Our Self-Awareness Family Education Program is a team of professionals in the office and the field. It starts with a phone call. Once the family agrees to a family consultation, we discuss the case and intervention strategies. Once we accept your case and after the intervention is scheduled we move to the assessment and treatment planning phase. Addiction, mental health, and family roles are discussed in the clinical assessment. After the interventionist has performed the in-person intervention in New Jersey, or anywhere your family is located or requests for the location of the intervention we move your family into our structured after care program. Whether your loved one accepts help, we help support your family.
Families need support after the intervention regardless of the outcome. An interventionist who operates alone can’t provide this service no matter how much they try to convince you they can. Addiction and mental health interventions require far more work and resources afterwards. We understand an intervention’s complexity and have built a nationwide curriculum to support it. Whether your family is in New Jersey or not, the S.A.F.E.® Family program support after the intervention is made available to you. We have repeatedly seen that regardless of the outcome families can recover and heal from their loved ones addiction or mental health disorder by taking care of themselves. Educated and empowered families are in a much better place to navigate the struggles of a loved one who is an alcoholic, has a drug addiction or a mental health disorder.

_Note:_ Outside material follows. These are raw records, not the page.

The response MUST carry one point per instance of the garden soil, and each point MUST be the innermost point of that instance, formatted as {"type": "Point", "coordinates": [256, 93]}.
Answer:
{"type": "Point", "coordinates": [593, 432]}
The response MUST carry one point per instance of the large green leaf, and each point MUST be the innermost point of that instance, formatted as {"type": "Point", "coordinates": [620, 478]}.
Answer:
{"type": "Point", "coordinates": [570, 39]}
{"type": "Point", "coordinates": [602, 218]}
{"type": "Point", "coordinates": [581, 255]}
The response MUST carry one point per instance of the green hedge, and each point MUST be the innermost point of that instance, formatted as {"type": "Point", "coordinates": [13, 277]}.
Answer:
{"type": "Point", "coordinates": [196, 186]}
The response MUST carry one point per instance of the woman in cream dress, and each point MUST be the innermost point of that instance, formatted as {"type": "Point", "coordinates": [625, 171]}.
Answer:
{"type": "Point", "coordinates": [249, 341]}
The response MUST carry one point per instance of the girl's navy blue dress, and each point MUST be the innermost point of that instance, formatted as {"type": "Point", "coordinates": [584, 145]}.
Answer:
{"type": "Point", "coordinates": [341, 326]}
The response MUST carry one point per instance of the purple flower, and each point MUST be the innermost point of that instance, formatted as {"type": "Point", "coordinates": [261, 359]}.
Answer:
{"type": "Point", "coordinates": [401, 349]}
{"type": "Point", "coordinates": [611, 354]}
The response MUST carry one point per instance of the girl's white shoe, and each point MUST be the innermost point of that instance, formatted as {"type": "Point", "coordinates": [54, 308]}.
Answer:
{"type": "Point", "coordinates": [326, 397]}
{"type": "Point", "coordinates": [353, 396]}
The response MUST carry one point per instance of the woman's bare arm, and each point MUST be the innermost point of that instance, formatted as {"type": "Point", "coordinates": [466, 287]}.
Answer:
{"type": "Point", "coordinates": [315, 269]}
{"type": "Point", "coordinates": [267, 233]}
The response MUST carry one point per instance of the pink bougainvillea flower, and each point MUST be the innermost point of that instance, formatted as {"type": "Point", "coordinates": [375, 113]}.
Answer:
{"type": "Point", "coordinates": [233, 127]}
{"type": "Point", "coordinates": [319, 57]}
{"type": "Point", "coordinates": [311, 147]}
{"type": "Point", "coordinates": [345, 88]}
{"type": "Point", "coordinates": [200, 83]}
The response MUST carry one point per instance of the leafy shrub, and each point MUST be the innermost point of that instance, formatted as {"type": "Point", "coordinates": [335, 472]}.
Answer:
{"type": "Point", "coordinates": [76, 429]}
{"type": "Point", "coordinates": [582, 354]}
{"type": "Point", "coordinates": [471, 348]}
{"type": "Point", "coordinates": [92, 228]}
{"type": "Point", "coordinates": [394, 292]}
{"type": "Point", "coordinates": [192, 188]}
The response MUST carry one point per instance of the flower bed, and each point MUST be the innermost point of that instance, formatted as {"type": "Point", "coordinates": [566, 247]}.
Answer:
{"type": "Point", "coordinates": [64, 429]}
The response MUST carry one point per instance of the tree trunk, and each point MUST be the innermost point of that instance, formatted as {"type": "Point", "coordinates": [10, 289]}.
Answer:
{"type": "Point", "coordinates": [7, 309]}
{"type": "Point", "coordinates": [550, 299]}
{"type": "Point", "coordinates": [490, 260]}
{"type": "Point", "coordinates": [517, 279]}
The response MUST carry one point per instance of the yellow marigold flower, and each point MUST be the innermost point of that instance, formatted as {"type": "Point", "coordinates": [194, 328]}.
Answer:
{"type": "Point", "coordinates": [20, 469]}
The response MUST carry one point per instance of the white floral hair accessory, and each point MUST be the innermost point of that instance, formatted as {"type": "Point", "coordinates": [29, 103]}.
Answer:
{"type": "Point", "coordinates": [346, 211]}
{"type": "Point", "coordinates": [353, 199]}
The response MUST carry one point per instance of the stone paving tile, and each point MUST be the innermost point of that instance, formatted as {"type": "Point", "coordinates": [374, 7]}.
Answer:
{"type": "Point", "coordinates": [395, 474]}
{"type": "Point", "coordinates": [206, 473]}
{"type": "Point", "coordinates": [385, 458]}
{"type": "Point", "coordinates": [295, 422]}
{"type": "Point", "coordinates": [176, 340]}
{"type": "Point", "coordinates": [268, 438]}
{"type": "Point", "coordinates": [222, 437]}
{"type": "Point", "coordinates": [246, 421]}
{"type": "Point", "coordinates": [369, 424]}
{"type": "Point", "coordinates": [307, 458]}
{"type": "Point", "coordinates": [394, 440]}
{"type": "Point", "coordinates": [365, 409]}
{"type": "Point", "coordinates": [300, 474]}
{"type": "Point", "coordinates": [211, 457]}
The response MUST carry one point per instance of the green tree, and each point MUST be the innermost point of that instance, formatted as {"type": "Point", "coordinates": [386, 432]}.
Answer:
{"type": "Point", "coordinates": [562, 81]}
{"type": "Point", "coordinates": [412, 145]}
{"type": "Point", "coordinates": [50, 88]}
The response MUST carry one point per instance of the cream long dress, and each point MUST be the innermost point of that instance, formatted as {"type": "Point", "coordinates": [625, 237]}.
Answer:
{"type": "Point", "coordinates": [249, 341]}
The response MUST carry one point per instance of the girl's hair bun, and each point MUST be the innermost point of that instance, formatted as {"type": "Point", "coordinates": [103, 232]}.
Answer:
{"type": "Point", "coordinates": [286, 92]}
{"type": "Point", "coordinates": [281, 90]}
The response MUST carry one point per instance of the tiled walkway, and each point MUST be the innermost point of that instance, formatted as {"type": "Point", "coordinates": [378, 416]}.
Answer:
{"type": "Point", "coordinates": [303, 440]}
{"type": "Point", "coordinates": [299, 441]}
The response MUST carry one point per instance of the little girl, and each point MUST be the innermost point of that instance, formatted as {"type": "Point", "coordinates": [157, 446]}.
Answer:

“The most formidable challenge we professionals face is families not accepting our suggested solutions. Rather, they only hear us challenging theirs. Interventions are as much about families letting go of old ideas as they are about being open to new ones. Before a family can do something about the problem, they must stop allowing the problem to persist. These same thoughts and principles apply to your loved one in need of help.”